= Tuāfale Tanoaʻi =

New Zealand artist

Tuāfale Tanoa’i AKA Linda T is a DJ, photographer, documentary maker and performance video installation artist from New Zealand. She is often known as DJ Linda T. Through her art she documents Māori, Pasifika and LGBTQI+ communities, of which she belongs to.

== Early life and education ==
Tanoa'i grew up in Kingsland, Auckland. Her parents were both migrants to New Zealand from Samoa. Tanoa'i is Samoan.

Tanoa'i has a Masters in Art and Design from Auckland University of Technology (AUT) with First Class Honours. Her exegesis was called Storytelling as koha: consolidating community memories.
== Career ==
Tanoa'i has worked in local radio, TV and on short films. Since the early 1980s Tanoa'i has been documenting small communities in New Zealand. An exhibition in 2018 called Storytelling as koha: consolidating community memories based on her university Masters at Corbans Estate Arts Centre in Henderson, Auckland, presented decades of work and the installation was described as a living archive. Tanoa'i said of her work, "What I do is unique, I'm not into capitalism or mainstream movie-making. Much of the work I do I gift back to the communities that feature in the works."

Tanoa'i was a founding member of D.A.N.C.E. Art Club (Distinguished All Night Community Entertainers Art Club) formed in 2008 while she was studying. Other founders were Ahilapalapa Rands, Vailmaila Urale and Chris Fitzgerald. They created events to disrupt what 'fine arts' was presented as, events included pool nights and a radio station. One event was a 'noho' (a group stay-in event) to bring together collaborative and collective artists indigenous to the Pacific Islands. Groups included Mata Aho Collective, FAFSWAG, Oceania Interrupted, SaVAge Klub and others. One of the projects was an exhibition called Welcome curated by Ahilapalapa Rands and it included a Guinness World Record attempt to hold the longest DJing marathon in a public space. Tanoa'i was the DJ, and the event went for three days but did not break the record.

An ongoing installation artwork from Tanoa'i is titled LTTV (2009-). Arts-writer Iona Gordon-Smith describes viewers of the exhibition being invited on-stage and their interviews become part of the exhibition.

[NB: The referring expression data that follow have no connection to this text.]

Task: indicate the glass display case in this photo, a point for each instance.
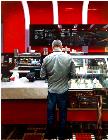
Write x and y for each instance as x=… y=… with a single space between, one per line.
x=91 y=72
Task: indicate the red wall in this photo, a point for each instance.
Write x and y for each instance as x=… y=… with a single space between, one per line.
x=41 y=12
x=98 y=12
x=70 y=12
x=13 y=26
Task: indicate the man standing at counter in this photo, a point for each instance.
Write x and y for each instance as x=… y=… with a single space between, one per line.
x=59 y=68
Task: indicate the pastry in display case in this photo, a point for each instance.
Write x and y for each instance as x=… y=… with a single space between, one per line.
x=28 y=62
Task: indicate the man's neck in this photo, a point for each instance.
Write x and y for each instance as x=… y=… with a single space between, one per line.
x=57 y=49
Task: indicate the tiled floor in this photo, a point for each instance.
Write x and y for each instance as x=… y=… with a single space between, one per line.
x=34 y=132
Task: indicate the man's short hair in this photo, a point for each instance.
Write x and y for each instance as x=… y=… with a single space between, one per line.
x=56 y=43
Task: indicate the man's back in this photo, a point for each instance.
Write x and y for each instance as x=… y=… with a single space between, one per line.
x=58 y=67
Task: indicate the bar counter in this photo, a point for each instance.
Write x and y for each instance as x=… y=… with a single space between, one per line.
x=25 y=102
x=23 y=89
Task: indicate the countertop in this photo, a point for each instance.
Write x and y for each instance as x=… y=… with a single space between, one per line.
x=23 y=89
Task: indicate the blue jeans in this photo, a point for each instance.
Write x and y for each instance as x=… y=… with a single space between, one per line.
x=61 y=101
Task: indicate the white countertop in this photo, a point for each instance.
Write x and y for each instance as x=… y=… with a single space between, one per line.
x=23 y=89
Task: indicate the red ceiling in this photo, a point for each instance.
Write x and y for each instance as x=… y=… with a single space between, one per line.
x=98 y=12
x=70 y=12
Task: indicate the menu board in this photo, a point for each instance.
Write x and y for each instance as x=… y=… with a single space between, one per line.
x=43 y=35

Tanoa'i was the 2019 Pacific Artist in Residence at the University of Canterbury supported by Creative New Zealand and the Macmillan Brown Centre for Pacific Studies. During the residency she presented work at the Physics Room. It was called, Spontaneous Intentionality.

The group exhibition at Dunedin Public Art Gallery From the Shore (2021) included work by Tanoa'i, reference points for the art was from Mereta Mita and Barry Barclay. Tanoa'i presented LTTV (2009-) and participants spoke about Mita and Barclay.

In 2017 and 2020 Tanoa'i was programmed as a DJ in Music In The Square, at Aotea Square, Auckland. In 2020 Tanoa'i created a documentary about a month travelling in the USA watching female musicians called Chasing Chaka 2018: A Healing Adventure. Tanoa'i was on a NZ On Air Music panel in 2022 selecting NewMusic Pasifika recipients.

== Awards ==
In 2008 Tanoa'i received the Emerging Pacific Artist award at the Creative New Zealand Arts Pasifika Awards.